Perfusion parameters including peak signal intensity, area under the curve, time to peak,
regional mean transit time, perfusion index, wash-in and wash-out slopes were correlated to the
pathology results of targeted prostate biopsies including the Gleason score, a cancer
aggressiveness marker. This work is the preliminary step to further developments for PCa
detection, including biomarker functional imaging as aggressiveness is correlated to vascularity
and perfusion. Further steps, including 3D/4D CE-TRUS and Shear Wave Elastography will be
discussed.
Danaé DAVID (Master 2, ESPCI)
Ultra-rapid imaging of a drosophila memory center : Analysis of the response to an olfactory
stimulation
Is it possible to link a cellular activation pattern to memory formation?
Drosophila melanogaster is a commonly used model for the investigation of memory formation,
it grows rapidly and a huge library of genetic tools exists for this model. In adult flies, memory
is usually studied with behavioral tests in different conditions for different genetic background.

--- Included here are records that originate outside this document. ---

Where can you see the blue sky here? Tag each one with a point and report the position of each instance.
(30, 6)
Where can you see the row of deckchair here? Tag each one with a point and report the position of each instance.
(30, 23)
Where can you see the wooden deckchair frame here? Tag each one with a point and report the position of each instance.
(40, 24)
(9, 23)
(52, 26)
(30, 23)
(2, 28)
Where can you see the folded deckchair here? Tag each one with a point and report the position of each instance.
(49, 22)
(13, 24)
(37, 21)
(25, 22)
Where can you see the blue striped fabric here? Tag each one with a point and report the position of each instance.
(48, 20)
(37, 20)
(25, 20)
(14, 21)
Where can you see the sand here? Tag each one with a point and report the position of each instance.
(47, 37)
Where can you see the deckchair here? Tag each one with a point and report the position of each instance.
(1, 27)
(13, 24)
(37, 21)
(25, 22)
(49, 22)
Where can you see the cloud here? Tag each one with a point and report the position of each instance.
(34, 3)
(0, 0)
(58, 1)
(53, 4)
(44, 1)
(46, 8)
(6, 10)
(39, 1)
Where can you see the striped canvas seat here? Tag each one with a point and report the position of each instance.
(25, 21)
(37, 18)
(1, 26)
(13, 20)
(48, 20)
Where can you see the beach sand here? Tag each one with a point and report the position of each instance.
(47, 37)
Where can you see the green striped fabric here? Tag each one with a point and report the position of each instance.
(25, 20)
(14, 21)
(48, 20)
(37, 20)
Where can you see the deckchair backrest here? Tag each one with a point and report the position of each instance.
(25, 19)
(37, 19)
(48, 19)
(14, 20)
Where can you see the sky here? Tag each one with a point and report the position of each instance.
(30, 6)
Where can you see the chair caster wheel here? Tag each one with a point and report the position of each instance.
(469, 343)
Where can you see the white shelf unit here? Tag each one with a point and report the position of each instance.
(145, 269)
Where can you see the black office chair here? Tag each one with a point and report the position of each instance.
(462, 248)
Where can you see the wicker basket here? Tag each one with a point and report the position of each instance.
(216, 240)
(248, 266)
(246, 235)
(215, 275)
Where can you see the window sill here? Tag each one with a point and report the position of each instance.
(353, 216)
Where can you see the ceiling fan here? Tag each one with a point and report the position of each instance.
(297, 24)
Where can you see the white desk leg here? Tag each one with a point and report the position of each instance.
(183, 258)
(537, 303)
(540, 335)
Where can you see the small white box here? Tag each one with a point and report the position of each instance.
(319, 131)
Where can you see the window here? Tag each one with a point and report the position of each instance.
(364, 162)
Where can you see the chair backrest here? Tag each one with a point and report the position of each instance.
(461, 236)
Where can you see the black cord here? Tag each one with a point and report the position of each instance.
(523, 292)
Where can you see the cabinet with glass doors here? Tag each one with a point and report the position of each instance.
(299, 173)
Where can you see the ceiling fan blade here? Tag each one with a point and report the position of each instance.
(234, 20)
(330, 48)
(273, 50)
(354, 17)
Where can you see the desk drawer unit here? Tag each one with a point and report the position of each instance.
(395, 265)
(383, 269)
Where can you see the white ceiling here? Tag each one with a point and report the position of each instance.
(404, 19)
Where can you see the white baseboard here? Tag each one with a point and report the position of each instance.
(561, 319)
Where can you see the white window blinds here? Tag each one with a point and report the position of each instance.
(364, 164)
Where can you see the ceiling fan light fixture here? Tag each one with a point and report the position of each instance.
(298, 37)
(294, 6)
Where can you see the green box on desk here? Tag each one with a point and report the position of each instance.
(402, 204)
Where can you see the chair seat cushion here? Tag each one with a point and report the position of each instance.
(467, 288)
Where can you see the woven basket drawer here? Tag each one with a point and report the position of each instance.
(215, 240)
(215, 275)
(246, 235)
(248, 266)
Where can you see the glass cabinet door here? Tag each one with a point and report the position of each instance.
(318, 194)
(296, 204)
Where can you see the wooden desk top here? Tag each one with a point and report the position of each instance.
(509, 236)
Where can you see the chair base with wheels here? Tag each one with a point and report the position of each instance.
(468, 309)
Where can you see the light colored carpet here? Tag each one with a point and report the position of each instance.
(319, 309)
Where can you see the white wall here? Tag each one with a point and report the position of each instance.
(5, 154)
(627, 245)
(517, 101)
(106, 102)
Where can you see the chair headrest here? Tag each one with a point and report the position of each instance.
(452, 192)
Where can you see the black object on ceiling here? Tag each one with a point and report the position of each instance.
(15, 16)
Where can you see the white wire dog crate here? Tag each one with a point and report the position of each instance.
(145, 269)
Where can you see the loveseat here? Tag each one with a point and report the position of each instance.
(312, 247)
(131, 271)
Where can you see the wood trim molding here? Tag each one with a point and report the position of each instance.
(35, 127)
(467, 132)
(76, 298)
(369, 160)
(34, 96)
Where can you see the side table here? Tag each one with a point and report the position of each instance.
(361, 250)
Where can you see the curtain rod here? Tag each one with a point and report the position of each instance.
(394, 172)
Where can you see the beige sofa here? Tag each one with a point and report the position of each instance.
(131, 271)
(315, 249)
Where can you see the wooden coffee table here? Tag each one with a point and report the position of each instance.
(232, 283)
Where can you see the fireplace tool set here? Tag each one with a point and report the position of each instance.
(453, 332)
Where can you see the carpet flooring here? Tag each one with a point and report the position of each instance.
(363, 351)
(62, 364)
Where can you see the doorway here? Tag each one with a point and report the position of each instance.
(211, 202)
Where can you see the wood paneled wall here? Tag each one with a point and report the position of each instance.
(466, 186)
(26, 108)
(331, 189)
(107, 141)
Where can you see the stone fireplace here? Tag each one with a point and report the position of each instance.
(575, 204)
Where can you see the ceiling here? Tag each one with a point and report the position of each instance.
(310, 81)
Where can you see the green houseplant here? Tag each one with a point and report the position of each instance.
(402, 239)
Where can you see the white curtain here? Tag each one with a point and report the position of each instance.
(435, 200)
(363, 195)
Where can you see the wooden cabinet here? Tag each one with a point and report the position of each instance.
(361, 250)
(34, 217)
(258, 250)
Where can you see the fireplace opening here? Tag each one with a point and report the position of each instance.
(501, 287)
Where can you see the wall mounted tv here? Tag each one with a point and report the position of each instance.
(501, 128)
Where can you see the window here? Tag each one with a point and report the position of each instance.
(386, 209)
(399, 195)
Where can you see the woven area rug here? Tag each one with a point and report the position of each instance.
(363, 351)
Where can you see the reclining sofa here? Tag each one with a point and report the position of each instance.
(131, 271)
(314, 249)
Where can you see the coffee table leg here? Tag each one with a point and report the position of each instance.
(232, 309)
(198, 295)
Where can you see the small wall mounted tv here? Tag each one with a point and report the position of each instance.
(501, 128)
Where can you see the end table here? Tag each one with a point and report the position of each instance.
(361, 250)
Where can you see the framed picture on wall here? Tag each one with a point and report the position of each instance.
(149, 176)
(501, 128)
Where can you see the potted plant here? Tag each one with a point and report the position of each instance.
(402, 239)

The project I worked on aim at using imaging technics and informatics tool together with
behavioral tests to answer the following question: Is it possible to link a cellular activation
pattern to memory formation?
In drosophila, memory formation is processed in the same center that integer olfactory sensing
and other sensitive signals. As we use olfactory stimulation to assess memory in the behavioral
tests, the first step of this project was to measure, the response of the cells to an olfactory
stimulation.
During my three-month internship I studied this olfactory response, using a special dissection
method, imaging technic and a hand-made odor-presentation system. In a second part, the
images obtained have to be submitted to further informatics treatment to extract the relevant
parameters for a given response (exact number of cells in the observed area, their coordinates
and intensity changes over time).
Adrien GLOMAUD (Master 2, Openlab )
Innovative orthopedic cast for the treatment of bone fractures
Orthopedic cast (or plaster cast) is a medical device that is commonly used in the treatment of
bone fractures. It consists in plaster bandages assembled to form a shell encasing and stabilizing
the broken limb until the bone is completely healed. However, a plaster cast has many defaults :
it is unbreathy, heavy, prevents the wearer from washing his broken limb, and needs to be set up
by a skilled doctor. Recent works have thus tried to create 3D printed, custom-made, and
alveolated casts which are lighter and washable. However, they are costly, patient-specific, take
time to craft, need cutting-edge technologies (3D printers, 3D scans, modeling softwares) and
trained professionals for each patients. Here, we will show that we can overcome these problems
by creating a universal, alveolated, and self-hardening plaster cast by using a net-structured
polyurethane cast and perform strength tests. Our results will demonstrate that we can create a
universal, innovative, breathy, easy-to-make, easy-to-put, and washable orthopedic cast that
improves both patient comfort and medical support.